Некрасовцы старательно посещают старообрядческий храм, среднее поколение тоже истово и скоро себя отмечают, кернят двумя перстами, поклоны бьют ожесточенно. Но потомки всех этих Листратов, Сафонов и Макеев обратились к своей экзотической религии уже вторично, с ажиотажем, как и повсеместно. Для западного наблюдателя все наши плодящиеся с опережением смысла церкви в куполах, конечно, экзотичны, но ровно настолько, насколько и храмы Мадраса, которые тоже венчают диковинные купола.
Наверное, не последнюю роль в пользу отчаянного выбора нашей европровинции играет шок, эдакая встряска, фотосафари с леденящими сюрпризами, где правда жизни — без глянца. Сама кантри, где зенитные ракеты поражают рейсовые аэропланы — это уже шок. Канал, где среди полиэтиленового мусора пробирается нутрия, — шок. После него приятным шоком — лебединое озеро, потом дежурным шоком — дерьмо по берегам, потом — корчма, как спасение, с бессарабскими плодами-лимонами в фойе и Валентиной, экзотичной, эпатажной и эндемической.
Что ж, на каждый товар свой покупатель. Молва о нашем необычном товаре уже косолапит по Европе, фотографии корчмы и Валентины на планшетах WWF — в Брюсселе.
Но главное, думается, в том, что люди остро нуждаются в сказках, особенно в беззащитном начале жизни и под закат. Валентина организовала гармоничную сказку, руководствуясь незаурядным художественным вкусом, фантазией и холодным трезвым расчетом. Ее вымышленная корчма возникла аккурат, когда теряются корни и интеграционно распыляются традиции, но осколки антуража пока в верхнем культурном слое, глубоко лопатить не надо. В такие переломные моменты кусания локтей наблюдается всплеск интереса к самими же отброшенной истории. В яркую интерсказку Лавреновой, которая, замечу, добрее сказок Астрид Линдгрен и совершеннее, охотно погружаются жители белесых голландских горизонтов.

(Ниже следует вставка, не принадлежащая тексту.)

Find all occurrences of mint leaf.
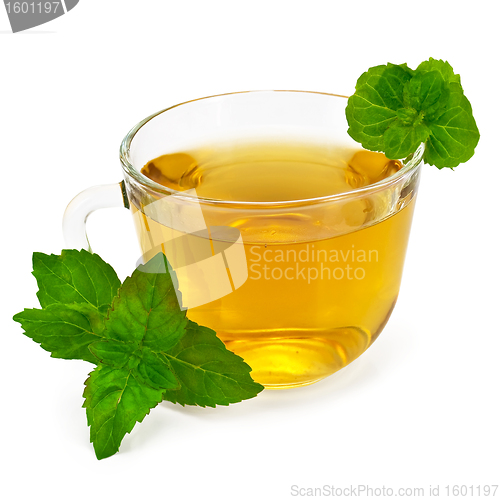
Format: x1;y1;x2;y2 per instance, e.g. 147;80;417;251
103;252;187;351
163;320;264;408
383;120;430;160
89;339;137;367
403;70;446;114
14;249;118;364
346;58;480;169
136;348;179;390
416;57;461;87
33;250;120;310
13;303;105;363
425;83;480;169
346;63;414;151
83;364;165;460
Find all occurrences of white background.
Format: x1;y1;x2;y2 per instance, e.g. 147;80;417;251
1;1;499;499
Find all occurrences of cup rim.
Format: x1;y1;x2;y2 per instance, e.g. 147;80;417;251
119;90;424;207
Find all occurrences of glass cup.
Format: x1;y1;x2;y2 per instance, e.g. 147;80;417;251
63;91;423;389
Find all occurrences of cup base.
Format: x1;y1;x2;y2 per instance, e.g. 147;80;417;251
223;326;370;389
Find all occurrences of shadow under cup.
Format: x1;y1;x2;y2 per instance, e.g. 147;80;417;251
114;92;424;389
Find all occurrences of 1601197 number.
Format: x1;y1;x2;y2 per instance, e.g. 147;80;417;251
445;485;499;496
5;2;61;14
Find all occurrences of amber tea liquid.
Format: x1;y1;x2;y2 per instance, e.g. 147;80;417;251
132;141;416;388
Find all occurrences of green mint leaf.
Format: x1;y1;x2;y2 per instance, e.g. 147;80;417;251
416;57;462;87
89;339;137;367
346;63;414;151
163;320;264;408
33;250;120;310
404;70;445;113
424;82;480;169
136;348;179;390
383;120;430;160
346;58;480;169
83;364;165;460
13;303;105;363
408;62;455;122
103;252;187;351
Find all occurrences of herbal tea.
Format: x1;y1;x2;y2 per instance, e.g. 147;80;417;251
132;141;417;388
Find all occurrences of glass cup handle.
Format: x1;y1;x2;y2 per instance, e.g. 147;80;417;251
62;180;129;251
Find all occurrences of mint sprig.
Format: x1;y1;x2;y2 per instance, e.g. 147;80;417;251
346;58;480;169
14;250;263;460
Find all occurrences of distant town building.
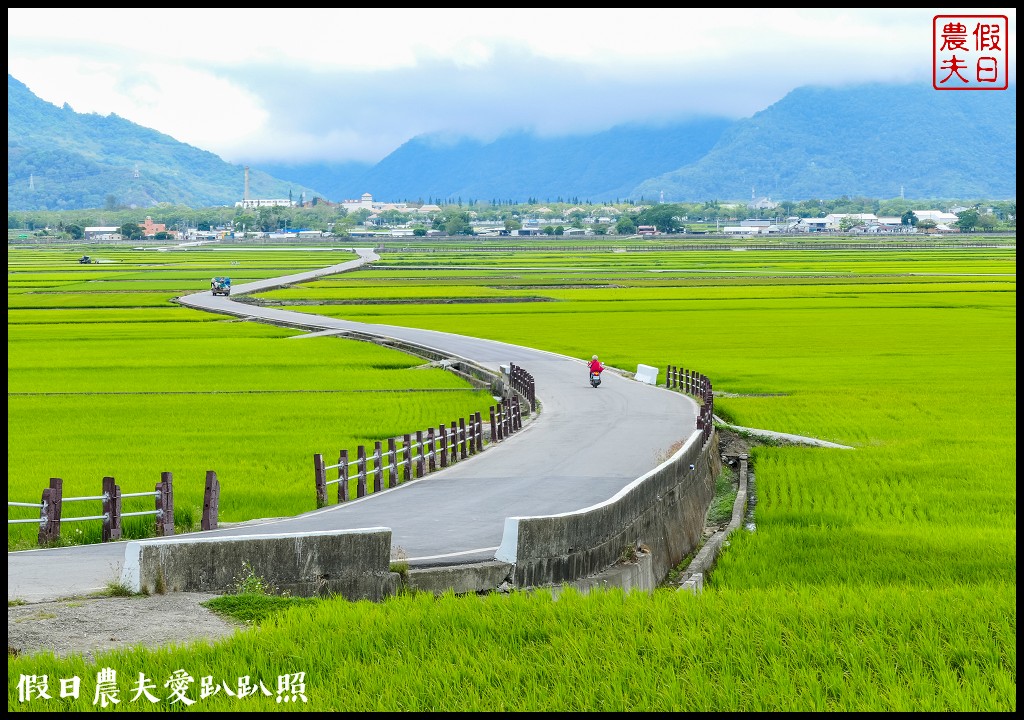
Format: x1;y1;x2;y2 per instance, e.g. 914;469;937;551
84;226;120;240
340;193;411;214
748;197;779;211
234;166;295;209
139;216;166;237
912;209;960;224
235;198;293;209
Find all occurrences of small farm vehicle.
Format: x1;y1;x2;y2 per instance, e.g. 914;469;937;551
211;276;231;296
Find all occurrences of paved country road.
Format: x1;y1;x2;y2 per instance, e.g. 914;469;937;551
8;248;699;604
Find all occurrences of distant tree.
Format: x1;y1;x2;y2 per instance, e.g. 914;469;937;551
976;213;997;231
348;209;372;226
637;204;686;233
437;210;472;235
901;210;918;226
153;231;173;240
412;227;427;237
65;224;84;240
504;218;522;232
615;216;637;235
955;209;980;232
119;222;143;240
379;209;407;226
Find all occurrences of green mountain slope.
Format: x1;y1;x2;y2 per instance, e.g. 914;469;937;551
339;119;733;203
632;83;1017;201
8;75;322;211
9;73;1016;210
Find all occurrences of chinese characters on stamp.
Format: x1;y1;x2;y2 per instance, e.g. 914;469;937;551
933;15;1009;90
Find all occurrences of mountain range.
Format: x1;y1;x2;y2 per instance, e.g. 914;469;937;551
7;73;1016;212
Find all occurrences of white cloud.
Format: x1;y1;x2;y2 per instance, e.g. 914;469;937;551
7;8;1016;165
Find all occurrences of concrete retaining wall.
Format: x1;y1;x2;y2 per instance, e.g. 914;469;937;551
121;528;399;601
118;432;719;602
496;429;720;592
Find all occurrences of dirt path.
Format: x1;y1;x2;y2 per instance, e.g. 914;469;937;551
8;592;242;663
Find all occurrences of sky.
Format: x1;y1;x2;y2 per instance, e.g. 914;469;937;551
7;8;1017;167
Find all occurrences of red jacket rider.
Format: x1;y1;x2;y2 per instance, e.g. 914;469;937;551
589;355;604;375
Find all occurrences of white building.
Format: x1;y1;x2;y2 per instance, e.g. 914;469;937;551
84;226;121;240
235;198;294;209
340;193;410;214
912;209;960;224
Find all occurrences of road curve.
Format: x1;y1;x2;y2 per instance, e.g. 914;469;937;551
8;248;699;602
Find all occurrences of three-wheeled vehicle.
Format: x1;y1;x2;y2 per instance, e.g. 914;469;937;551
211;276;231;296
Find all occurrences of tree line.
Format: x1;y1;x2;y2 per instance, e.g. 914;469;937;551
7;197;1016;237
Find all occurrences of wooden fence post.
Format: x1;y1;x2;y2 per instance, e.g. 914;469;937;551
102;476;121;542
449;419;458;464
439;423;449;468
503;398;512;436
373;441;383;493
156;471;174;536
357;445;368;497
38;477;63;545
403;434;412;482
475;412;484;453
313;453;327;507
338;450;349;503
428;428;437;472
490;406;498;442
459;418;468;459
416;430;425;477
202;471;219;530
164;471;175;536
388;438;397;488
155;479;165;535
38;487;52;546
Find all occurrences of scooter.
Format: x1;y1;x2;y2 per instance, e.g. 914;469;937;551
589;371;602;388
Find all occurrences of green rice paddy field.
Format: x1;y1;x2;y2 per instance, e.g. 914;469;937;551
7;240;1016;711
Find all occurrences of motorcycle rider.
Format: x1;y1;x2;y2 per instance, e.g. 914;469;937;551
588;355;604;376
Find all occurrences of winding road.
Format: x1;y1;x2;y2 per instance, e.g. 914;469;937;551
8;248;699;603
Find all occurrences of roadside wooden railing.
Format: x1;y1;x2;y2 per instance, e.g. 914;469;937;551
665;365;715;444
507;362;536;411
8;471;221;546
314;394;526;507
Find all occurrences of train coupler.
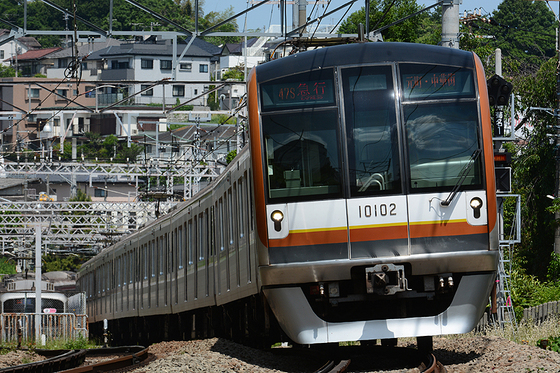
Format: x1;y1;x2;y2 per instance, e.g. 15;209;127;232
365;264;410;295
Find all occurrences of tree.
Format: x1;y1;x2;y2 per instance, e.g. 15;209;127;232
507;58;557;280
466;0;556;72
338;0;423;43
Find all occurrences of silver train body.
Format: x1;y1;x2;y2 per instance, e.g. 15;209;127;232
78;42;498;345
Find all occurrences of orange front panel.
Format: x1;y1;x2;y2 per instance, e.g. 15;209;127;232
247;69;268;246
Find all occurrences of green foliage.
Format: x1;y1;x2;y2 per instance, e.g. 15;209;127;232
42;333;97;350
0;259;16;276
210;114;235;125
63;334;90;349
43;254;86;272
222;66;244;81
5;0;237;47
69;189;91;202
226;150;237;164
537;336;560;352
489;0;556;69
339;0;423;42
510;268;560;320
507;58;557;280
77;133;143;162
0;65;16;78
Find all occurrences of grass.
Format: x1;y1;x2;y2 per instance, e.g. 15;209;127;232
448;315;560;348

Настоящий постоялый двор, где останавливался прототип Чичикова, скупавший оптом мертвые бессарабские души, был, вероятно, чадным, сыромятиной пахло, конским потом, мамалыгой, керосином, цыгане досаждали. Керосиновая профилактика, однако, не препятствовала авантюристу этапировать клопов к следующему степному приюту.
Напоследок, согласно программе, бесплатным презентом — папурянки, экологически чистые тапочки, который плетет из камыша дедушка в Измаиле.
В долине замысловато меандрирующих речушек Алияги и Кирги-Китая джип свернул с трассы и валко поехал к редким камышам, ими отмечен мучительный путь пересыхающего ручейка по первобытно привольной долине. Слева угадывалась едва приметная череда скифских курганов, с дюжину насчитали, справа по Троянову валу у трассы галдели грачи. На пригретом первым солнцем склоне робко зацвел крокус. У лужицы-Алияги нервно дергала хвостом трясогузка.
Над днестровской поймой летел белый орлан самолетных размеров, он не парил, тяжелые птицы не парят, а с достоинством плавно петлял, мерно, волнисто взмахивая черными крыльями. Оконечности их, с пальцами-перьями напоминали крепкие как доска мужицкие ладони. Наконец он сел на сук узловатой ивы и стал похож на бербера — сверху темный халат, снизу белый хвост, как галапия. Коряга ему не глянулась, он снялся и поплыл куда-то неприкаянно. Где он сядет?